Campuses were chosen based on National Research Council criteria. Data relative to media coverage of work in economics, political science, psychology, sociology and anthropology were compiled over a six-year period. Each university’s ranking page allows users to look within the disciplines to see how various departments and individual faculty ranked in terms of their media citations.
“For many faculty, academic citations – the degree to which they are referred to in academic journals – is a significant status marker and standard for promotion. The Faculty Media Impact Project reframes the question of citations. It asks: Why focus only on citations in academic journals,” says Borofsky as part of a statement explaining the rankings approach and methodology. “Given that much, perhaps most, of this research is publicly funded, the media citations draw attention to the scholars who work to make their findings available to the public through interaction with lay media.”
While names of older, well-established universities are present high in the rankings, many younger institutions with consistent media outreach efforts are there, as well. Rice University and Southern Methodist University, both in Texas, ranked first and second, respectively, in the overall assessment of the 94 universities included in the listings, with the Massachusetts Institute of Technology coming in third.

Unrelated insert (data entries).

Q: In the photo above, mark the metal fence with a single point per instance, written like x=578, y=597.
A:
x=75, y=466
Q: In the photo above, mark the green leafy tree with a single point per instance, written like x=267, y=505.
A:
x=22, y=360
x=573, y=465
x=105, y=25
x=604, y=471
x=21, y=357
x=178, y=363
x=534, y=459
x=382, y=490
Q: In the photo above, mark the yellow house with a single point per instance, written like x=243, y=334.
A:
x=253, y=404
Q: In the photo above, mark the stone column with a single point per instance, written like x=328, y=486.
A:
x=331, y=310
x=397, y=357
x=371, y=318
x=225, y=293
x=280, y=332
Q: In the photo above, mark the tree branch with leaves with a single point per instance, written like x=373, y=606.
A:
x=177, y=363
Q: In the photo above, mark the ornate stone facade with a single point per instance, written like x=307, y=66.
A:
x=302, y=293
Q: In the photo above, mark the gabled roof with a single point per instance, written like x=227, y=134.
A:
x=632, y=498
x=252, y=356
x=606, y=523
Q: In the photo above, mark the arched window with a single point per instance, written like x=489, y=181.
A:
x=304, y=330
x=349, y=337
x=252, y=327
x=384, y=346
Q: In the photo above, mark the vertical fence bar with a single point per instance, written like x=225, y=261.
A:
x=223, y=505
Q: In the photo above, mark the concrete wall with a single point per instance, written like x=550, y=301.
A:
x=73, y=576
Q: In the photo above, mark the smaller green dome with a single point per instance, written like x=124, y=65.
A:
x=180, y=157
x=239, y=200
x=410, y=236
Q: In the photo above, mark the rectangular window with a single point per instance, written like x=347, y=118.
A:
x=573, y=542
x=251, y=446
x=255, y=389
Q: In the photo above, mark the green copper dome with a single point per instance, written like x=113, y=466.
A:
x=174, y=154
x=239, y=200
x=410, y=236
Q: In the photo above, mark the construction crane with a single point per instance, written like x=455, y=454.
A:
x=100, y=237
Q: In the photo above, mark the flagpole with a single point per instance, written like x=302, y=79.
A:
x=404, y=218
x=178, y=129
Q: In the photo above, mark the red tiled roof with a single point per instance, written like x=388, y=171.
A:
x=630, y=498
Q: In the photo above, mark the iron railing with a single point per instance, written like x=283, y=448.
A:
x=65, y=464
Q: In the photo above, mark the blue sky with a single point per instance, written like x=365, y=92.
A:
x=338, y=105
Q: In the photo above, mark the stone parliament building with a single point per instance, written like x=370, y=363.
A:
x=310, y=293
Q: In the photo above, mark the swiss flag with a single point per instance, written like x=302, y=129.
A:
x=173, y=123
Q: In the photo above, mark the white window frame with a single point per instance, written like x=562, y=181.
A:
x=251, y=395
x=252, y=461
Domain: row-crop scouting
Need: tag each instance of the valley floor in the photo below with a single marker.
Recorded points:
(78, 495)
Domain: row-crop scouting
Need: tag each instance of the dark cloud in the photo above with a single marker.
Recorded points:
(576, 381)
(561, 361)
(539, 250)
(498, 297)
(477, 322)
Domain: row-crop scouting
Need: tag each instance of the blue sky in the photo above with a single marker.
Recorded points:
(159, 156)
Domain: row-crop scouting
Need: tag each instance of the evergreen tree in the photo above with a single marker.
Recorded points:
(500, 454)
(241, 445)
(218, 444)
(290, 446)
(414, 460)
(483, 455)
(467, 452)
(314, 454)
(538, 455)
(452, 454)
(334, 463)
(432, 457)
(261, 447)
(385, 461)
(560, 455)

In individual disciplines, Washington University of St. Louis topped the Anthropology list, the University of Nevado-Reno came in first in Economics, and Yale led the Political Science rankings.
Oregon State University topped the Psychology listings, and Princeton led the Sociology rankings.
For a complete look at the rankings and underlying methodology visit the Center for a Public Anthropology project site at http://facultyimpact.publicanthropology.org/.
User name: facultyimpact
Borofsky is quick to acknowledge that this look at faculty and media is narrowly focused and one of many ways to assess university impact. While the Center plans to issue a second generation of the rankings in two years, Borofsky encourages those are interested to use the Center’s methodology to conduct their own searches using the Google News archive.
“Ranking universities is often an imperfect art – but to paraphrase Voltaire, the perfect can be the enemy of the good,” said Borofsky. “These rankings strive to give credit where credit is due to the faculty, departments and schools, who having acquired public funding, participate in public conversations in return.”
About the Center for a Public Anthropology: Founded in 2001 in Honolulu, Hawaiʻi, the Center encourages academics to move beyond the traditional “do no harm” ethos of funded research to one that focuses on helping others. It is currently involved in projects aimed at encouraging student activism, offering a positive model for change within the Anthropology profession and drawing on political forces beyond the discipline to foster change within.
About Hawai‘i Pacific University: HPU is the state’s largest private university with 7,500 students from the United States and more than 80 foreign nations. HPU is accredited by the Western Association of Schools and Colleges, the Council on Social Work Education and the Commission on Collegiate Nursing Education.